33 years old
2 previous pregnancies, 2 children aged 12 and 15 months
Currently 25 weeks pregnant
I got married at 20 and had my first baby 10 months after we married. I went from a UK size 10 to about a 16 during my first pregnancy and got what I thought were the most hideous stretch marks. I did get a lot of stretch marks, right across my belly and my stomach never went back to its previous size. My husband’s sex drive had never been high but after going through the birth with me it was non-existent. Our marriage lasted about a year or so more and then I ended things and moved out to live alone with our son. My already fragile confidence after experiencing a difficult teenage years was even more battered.
When my son was 2 I returned to university to study Environmental Sciences. It was the best decision I made, my son went to the university nursery and I worked hard. I loved studying and loved my degree. My confidence grew generally but the whole time I still felt I hated my body, I went down to about a size 12 but felt like a young woman who’d missed out on being able to wear skimpy clothes and bikinis. I hid my stretch marks and flabby stomach from the world. I never felt I had a pretty face, my large breasts and long legs got lots of attention and mainly I would feel like a piece of meat to men in the street. I would try and hide them when I was out, I hated the attention.

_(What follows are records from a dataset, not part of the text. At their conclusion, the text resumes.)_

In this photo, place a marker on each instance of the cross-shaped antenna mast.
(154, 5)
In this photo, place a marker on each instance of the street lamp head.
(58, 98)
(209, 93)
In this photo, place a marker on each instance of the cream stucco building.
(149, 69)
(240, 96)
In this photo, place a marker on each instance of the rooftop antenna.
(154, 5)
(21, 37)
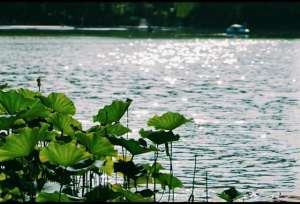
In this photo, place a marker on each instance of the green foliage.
(133, 146)
(19, 145)
(99, 146)
(3, 86)
(52, 197)
(13, 102)
(101, 194)
(63, 154)
(168, 121)
(59, 102)
(113, 112)
(64, 123)
(130, 196)
(159, 137)
(169, 180)
(42, 144)
(7, 122)
(230, 194)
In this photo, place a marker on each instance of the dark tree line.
(194, 14)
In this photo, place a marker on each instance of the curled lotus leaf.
(159, 137)
(52, 197)
(3, 86)
(111, 130)
(65, 123)
(13, 102)
(28, 93)
(108, 166)
(230, 194)
(37, 110)
(20, 144)
(117, 130)
(99, 146)
(133, 146)
(59, 102)
(63, 154)
(130, 196)
(101, 194)
(7, 122)
(165, 180)
(113, 112)
(168, 121)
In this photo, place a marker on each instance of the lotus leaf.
(7, 122)
(159, 137)
(3, 86)
(133, 146)
(112, 130)
(28, 93)
(168, 121)
(101, 194)
(59, 102)
(117, 130)
(13, 102)
(113, 112)
(99, 146)
(130, 196)
(129, 169)
(2, 109)
(19, 145)
(108, 166)
(230, 194)
(165, 180)
(52, 197)
(37, 110)
(63, 154)
(64, 123)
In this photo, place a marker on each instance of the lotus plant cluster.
(45, 155)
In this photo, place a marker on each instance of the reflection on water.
(243, 95)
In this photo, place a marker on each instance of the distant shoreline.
(136, 32)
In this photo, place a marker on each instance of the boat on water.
(237, 30)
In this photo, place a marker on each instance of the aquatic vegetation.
(43, 145)
(230, 194)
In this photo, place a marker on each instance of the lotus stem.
(206, 186)
(191, 198)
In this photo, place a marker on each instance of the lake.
(242, 93)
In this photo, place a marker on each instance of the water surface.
(242, 93)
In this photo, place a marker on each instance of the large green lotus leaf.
(7, 122)
(134, 147)
(108, 166)
(20, 144)
(168, 121)
(63, 154)
(230, 194)
(130, 196)
(3, 86)
(113, 112)
(52, 197)
(129, 169)
(159, 137)
(111, 130)
(117, 129)
(101, 194)
(37, 110)
(14, 102)
(64, 123)
(28, 93)
(99, 146)
(165, 180)
(2, 109)
(59, 102)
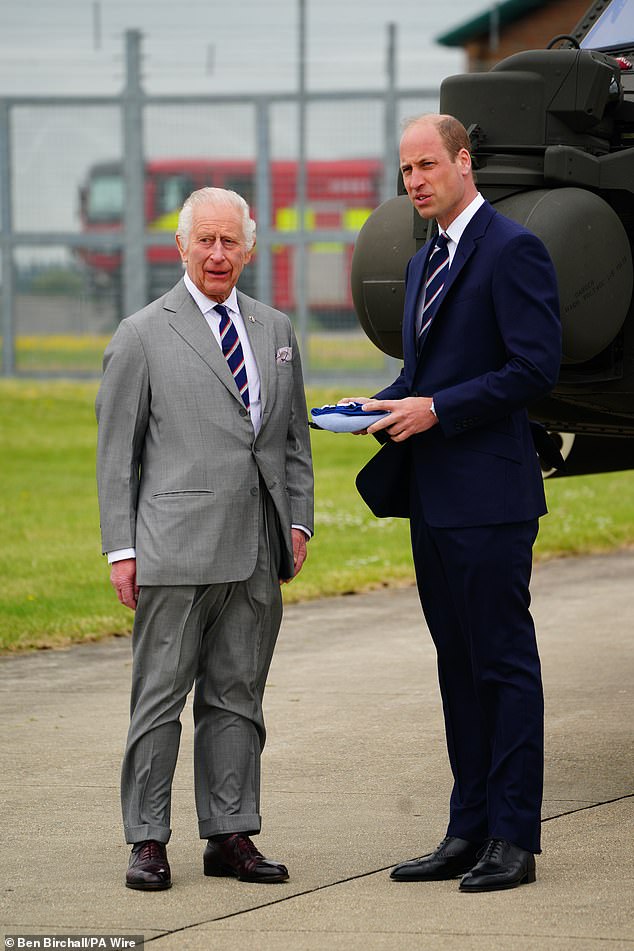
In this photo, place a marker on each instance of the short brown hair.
(452, 132)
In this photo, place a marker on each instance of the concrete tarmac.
(355, 780)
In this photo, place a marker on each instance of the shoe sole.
(214, 871)
(149, 886)
(526, 880)
(431, 877)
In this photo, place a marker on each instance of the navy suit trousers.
(474, 590)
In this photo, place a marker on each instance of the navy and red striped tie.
(232, 349)
(437, 268)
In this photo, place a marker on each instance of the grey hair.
(216, 197)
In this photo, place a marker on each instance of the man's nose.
(417, 178)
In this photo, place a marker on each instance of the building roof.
(507, 12)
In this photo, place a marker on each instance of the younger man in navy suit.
(482, 340)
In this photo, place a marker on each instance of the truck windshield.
(614, 30)
(105, 198)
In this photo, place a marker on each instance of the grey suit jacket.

While in my 3rd year I met the man who was to become my second husband. He seemed to be a confident, good looking and loving man. He loved my hour glass figure and seemed unfazed by my stretch marked stomach, I discovered that having big breasts and hips could be a sexy thing, but I still had my dreaded stomach to hide, I regretted not loving my body more before getting pregnant. In time I learnt he had his own issues about his self image, he’d had a serious accident which had left him scarred and with a badly broken nose. At times he would have a complete melt down about himself, so we ended up 2 fragile people together and in the end the relationship failed.
Shortly after our relationship broke down I had a brief fling with a friend and fell pregnant with my second child. I was terrified; I already hated my body and was scared what another pregnancy would do to it. I was alone and thought that I was going to be on my own forever. At this point an angel friend came to my rescue and paid for a long course of counselling for me, I got on incredibly well with the counselling, worked hard, confronted some issues, learnt how to trust and I can honestly say it completely changed my life.
During this time and while I was 4 months pregnant, I met a man on a week-long residential course with work. I was much more wary of becoming involved but in the end I followed my heart and we continued to see each other and moved in together much faster than I would have thought sensible. Luckily this turned out to be the best decision I made, he was there for the 20 week scan and the birth of my second son. He is an amazing father to him and we are now happily expecting our own baby together, though for both of us it feels like our second baby together. Both my son’s see their natural fathers but both get to share the experience of having this amazing man in our lives.
The biggest difference is my own self-esteem. My partner clearly completely fancies and adores me. He is loving and supportive and we share the same ideals, hopes and dreams from life. He sees my belly, both when pregnant and after as a beautiful miracle thing which has produced beautiful children. This attitude couldn’t help but rub off on me, I am finally feeling proud of my body and the wonderful work it’s done and is continuing to do. A few days ago I asked him to take some photos of me and the bump, stretch marks and all. I felt brave, liberated and beautiful. I am so proud of these photos it seemed fortuitous to then discover this website, so I’ve decided to share them with you, this is my biggest step yet in accepting my body, especially as I’ve decided to show you my face too.